SQM Research’s Housing Boom and Bust Report for 2023 forecasts capital city house prices will rise between 3 and 7 per cent.
The report’s “base case” forecast hinges on the RBA not hiking the cash rate above 4 per cent, inflation dropping to 5 per cent, and unemployment staying below 5 per cent.
“If the [cash rate] target rate stays below 4 per cent, then it is unlikely we will have a flood of forced sales in the housing market,” SQM managing director Louis Christopher said.
“There is, of course, a risk the RBA may need to go further. If they do, then the risks of a hard landing in the economy do substantially rise and, thus, a hard landing in the housing market would also occur.”
The cash rate is currently 2.85 per cent, annual inflation is 7.3 per cent and set to hit 8 per cent by the end of the year, while unemployment is at 3.4 per cent.
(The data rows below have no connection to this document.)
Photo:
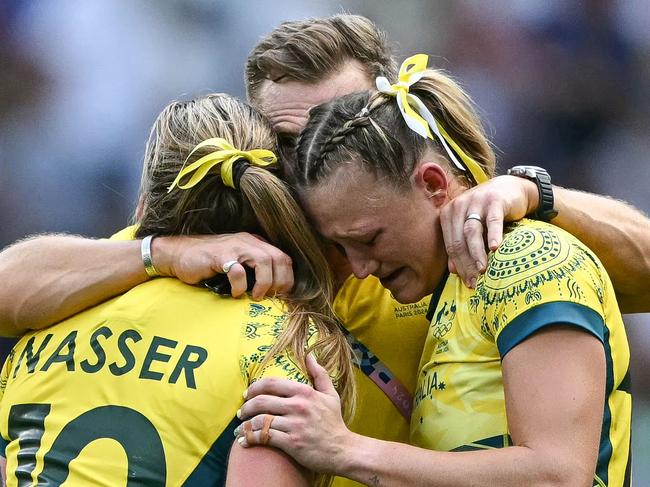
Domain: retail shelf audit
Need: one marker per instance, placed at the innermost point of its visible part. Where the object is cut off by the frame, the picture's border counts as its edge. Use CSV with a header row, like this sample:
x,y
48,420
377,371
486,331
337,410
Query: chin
x,y
407,296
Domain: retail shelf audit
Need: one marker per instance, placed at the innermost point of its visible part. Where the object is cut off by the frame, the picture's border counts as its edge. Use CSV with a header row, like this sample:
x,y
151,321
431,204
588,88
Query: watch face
x,y
527,171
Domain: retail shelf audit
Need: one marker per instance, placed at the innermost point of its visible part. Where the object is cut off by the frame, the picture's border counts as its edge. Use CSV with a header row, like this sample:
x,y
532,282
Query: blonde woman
x,y
524,379
144,389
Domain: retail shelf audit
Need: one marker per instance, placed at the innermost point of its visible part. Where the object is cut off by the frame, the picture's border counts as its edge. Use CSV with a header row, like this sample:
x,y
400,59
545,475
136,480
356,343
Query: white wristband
x,y
145,250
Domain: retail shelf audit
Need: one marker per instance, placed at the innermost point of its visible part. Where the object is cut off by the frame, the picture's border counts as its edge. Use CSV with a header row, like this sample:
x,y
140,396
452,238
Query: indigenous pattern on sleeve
x,y
539,276
140,390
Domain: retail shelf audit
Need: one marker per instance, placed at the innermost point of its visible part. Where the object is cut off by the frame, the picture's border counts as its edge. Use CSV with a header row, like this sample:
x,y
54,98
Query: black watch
x,y
545,210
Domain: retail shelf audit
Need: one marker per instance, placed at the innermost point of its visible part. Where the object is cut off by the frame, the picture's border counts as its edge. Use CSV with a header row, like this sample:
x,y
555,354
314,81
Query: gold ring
x,y
474,216
228,265
265,433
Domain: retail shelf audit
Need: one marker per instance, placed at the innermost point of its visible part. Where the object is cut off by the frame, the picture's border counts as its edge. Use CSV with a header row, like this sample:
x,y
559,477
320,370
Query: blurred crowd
x,y
561,83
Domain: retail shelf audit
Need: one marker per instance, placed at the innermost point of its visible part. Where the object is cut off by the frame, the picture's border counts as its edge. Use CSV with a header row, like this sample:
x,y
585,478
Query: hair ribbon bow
x,y
418,117
225,156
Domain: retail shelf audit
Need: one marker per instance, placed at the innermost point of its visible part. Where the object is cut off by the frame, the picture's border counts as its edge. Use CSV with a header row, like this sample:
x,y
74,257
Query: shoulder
x,y
540,276
264,326
537,253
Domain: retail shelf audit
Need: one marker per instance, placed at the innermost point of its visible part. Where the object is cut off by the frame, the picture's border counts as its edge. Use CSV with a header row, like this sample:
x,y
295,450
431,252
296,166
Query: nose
x,y
362,265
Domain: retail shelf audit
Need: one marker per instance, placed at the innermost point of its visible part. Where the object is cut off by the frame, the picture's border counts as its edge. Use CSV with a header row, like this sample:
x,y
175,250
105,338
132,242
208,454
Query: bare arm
x,y
556,435
263,466
617,233
48,278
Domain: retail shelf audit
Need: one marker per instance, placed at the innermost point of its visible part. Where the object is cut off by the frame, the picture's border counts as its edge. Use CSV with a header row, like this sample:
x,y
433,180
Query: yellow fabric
x,y
127,233
225,157
395,333
165,359
539,276
418,117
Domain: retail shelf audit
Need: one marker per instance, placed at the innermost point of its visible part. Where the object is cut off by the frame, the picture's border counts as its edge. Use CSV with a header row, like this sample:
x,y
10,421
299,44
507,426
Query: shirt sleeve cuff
x,y
548,314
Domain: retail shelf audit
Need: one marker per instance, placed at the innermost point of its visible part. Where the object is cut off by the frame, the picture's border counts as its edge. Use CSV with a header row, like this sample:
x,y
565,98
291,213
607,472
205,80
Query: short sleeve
x,y
4,378
540,276
127,233
264,325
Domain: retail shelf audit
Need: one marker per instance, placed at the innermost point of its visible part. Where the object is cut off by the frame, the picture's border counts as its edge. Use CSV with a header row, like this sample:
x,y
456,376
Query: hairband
x,y
225,157
418,117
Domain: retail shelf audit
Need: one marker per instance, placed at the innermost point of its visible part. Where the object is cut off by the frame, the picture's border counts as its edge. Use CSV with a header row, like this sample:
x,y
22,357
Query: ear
x,y
432,179
139,210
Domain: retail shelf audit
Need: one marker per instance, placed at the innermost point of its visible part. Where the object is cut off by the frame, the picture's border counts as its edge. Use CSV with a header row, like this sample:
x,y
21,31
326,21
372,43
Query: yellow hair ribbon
x,y
418,117
225,157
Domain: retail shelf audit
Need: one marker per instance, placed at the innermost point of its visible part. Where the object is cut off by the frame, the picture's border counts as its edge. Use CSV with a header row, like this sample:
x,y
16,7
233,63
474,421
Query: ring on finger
x,y
265,434
228,265
248,432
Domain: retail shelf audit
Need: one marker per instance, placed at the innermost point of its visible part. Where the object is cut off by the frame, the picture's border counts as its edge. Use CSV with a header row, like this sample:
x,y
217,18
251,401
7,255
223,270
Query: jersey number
x,y
132,430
Interest rates affect how much people can borrow, which in turn influences house prices.
The report’s base case scenario forecasts Sydney will see the biggest lift in property values of between 5 and 9 per cent.
Mr Christopher said overseas migration, workers returning to the office, a shortage of rental accommodation and the New South Wales government’s changes to stamp duty and land tax would drive the recovery in Sydney.
Perth house prices are forecast to jump up to 8 per cent on the back of strong rises in employment and interstate migration.
In Melbourne and Brisbane the pace of growth is expected to be slower at between 1 per cent and 5 per cent.
Adelaide’s property market could stay flat or record growth of up to 5 per cent.
However, in Hobart property values could fall 1 per cent or increase up to 3 per cent. Canberra property values could drop 3 per cent or rise up to 2 per cent.
Darwin is expected to be the weakest housing market next year, with SQM forecasting falls of up to 5 per cent.